O livro intitulado Ha'u Ko'alia Tetun! Eu Falo Português! de autoria do Prof. João Cleto do Nascimento é um livro didático para ensinar o Tétum-Praça para falantes lusófonos (a capa da obra encontra-se ao lado) com um prefácio de minha autoria.

Esta obra merece destaque por vários motivos, entre eles: é o primeiro material sobre Tétum (ou qualquer outra língua de Timor) lançado em português do Brasil; nos últimos foi a única obra didática lançada em língua portuguesa; foi fruto de um projeto do autor de ensino de língua Tétum para estrangieros, ainda em andamento nos dias atuais.

No Brasil, as únicas obras publicadas sobre Timor Leste concentram-se em sua maioria nos estudos políticos que defendem certos interesses ideológicos que não valem a pena ser mencionados, assim como não é o objetivo deste post!

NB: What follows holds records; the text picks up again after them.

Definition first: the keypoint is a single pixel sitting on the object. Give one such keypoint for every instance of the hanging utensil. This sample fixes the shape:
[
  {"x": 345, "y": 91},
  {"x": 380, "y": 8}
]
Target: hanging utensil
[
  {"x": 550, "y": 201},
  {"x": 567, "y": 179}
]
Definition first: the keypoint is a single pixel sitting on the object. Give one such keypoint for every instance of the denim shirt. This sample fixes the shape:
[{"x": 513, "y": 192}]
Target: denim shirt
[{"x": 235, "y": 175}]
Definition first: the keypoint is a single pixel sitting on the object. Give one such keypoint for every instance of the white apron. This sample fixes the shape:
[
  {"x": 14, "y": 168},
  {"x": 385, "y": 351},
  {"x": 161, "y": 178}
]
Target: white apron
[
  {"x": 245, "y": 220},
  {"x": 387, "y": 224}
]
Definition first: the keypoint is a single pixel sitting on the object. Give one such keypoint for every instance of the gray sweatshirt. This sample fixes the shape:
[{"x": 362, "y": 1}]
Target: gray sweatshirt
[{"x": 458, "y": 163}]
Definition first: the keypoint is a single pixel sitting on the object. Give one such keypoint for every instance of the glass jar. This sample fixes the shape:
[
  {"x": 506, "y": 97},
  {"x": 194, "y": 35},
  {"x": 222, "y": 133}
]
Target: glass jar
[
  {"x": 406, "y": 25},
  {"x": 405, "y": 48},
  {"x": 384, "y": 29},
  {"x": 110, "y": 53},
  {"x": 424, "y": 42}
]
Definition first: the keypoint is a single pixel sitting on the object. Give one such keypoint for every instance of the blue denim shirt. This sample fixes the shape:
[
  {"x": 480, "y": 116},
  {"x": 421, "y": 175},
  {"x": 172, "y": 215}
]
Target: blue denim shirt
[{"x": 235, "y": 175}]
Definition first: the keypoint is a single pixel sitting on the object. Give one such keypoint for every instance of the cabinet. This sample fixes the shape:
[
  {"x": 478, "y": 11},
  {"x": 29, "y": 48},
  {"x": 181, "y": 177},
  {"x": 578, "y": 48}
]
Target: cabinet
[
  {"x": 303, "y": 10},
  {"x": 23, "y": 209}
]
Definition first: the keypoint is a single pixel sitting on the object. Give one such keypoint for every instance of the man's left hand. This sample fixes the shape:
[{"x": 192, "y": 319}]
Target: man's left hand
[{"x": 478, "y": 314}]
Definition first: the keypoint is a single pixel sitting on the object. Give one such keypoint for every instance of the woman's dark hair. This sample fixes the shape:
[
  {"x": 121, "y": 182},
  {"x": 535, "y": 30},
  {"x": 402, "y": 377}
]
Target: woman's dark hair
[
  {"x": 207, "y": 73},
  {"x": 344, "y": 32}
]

Já se falarmos sobre livros didáticos sobre a língua Tétum, em sua variedade Tétum-Praça, o livro mais recente é de Hull (1996), que ensina Tétum-Praça como língua estrangeira para falantes anglófonos. A única fonte anterior para o ensino de Tétum para falantes lusófonos é de Fernandes (1937). Desta maneira, podemos perceber que somente após mais de 70 anos é que surgiu uma fonte atualizada de referência para o ensino de Tétum-Praça para falantes lusófonos.

Vale mencionar também que o Prof. João Cleto do Nascimento reside em Timor Leste desde 2008 e está engajado em um projeto de ensino e elaboração de materiais didáticos sobre o Tétum-Praça. Ainda, como muitas atividades culturais e científicas de valor no Brasil, este projeto é particular do autor que somente recebe apoio institucional de vez em quando!

Recomendo a todos interessados em Timor Leste, em estudos linguísticos e em ensino de línguas a leitura do livro Ha'u Ko'alia Tetun! Eu Falo Português!

No próximo post eu darei uma breve explicação que parece muito pertinente para as questões linguísticas de Timor Leste sobre a terminologia relacionada à língua, dialeto, 'língua primitiva' (seja lá o que isso for...), língua franca, língua nacional, língua oficial e língua de trabalho.

P.S. Acrescento aqui a referência de Hull (2001), conforme João Paulo Esperança gentilmente sugeriu ao nosso blog, no comentário desse post. 
     
Referências:

Fernandes, A. J. (1937) Método prático para aprender o Tétum. Macao: Escola Tipográfica do Orfanato de Macau.

Hull, G. (1996) Mai kolia Tetun: a beginner's course in Tetum-Praça: the lingua franca of East Timor. North Sydney: Australian Catholic Relief and the Australian Catholic Social Justice Council.

_____. (2001) Manual de Língua Tétum para Timor Leste. Wollongong: University of Wollongong. 134p.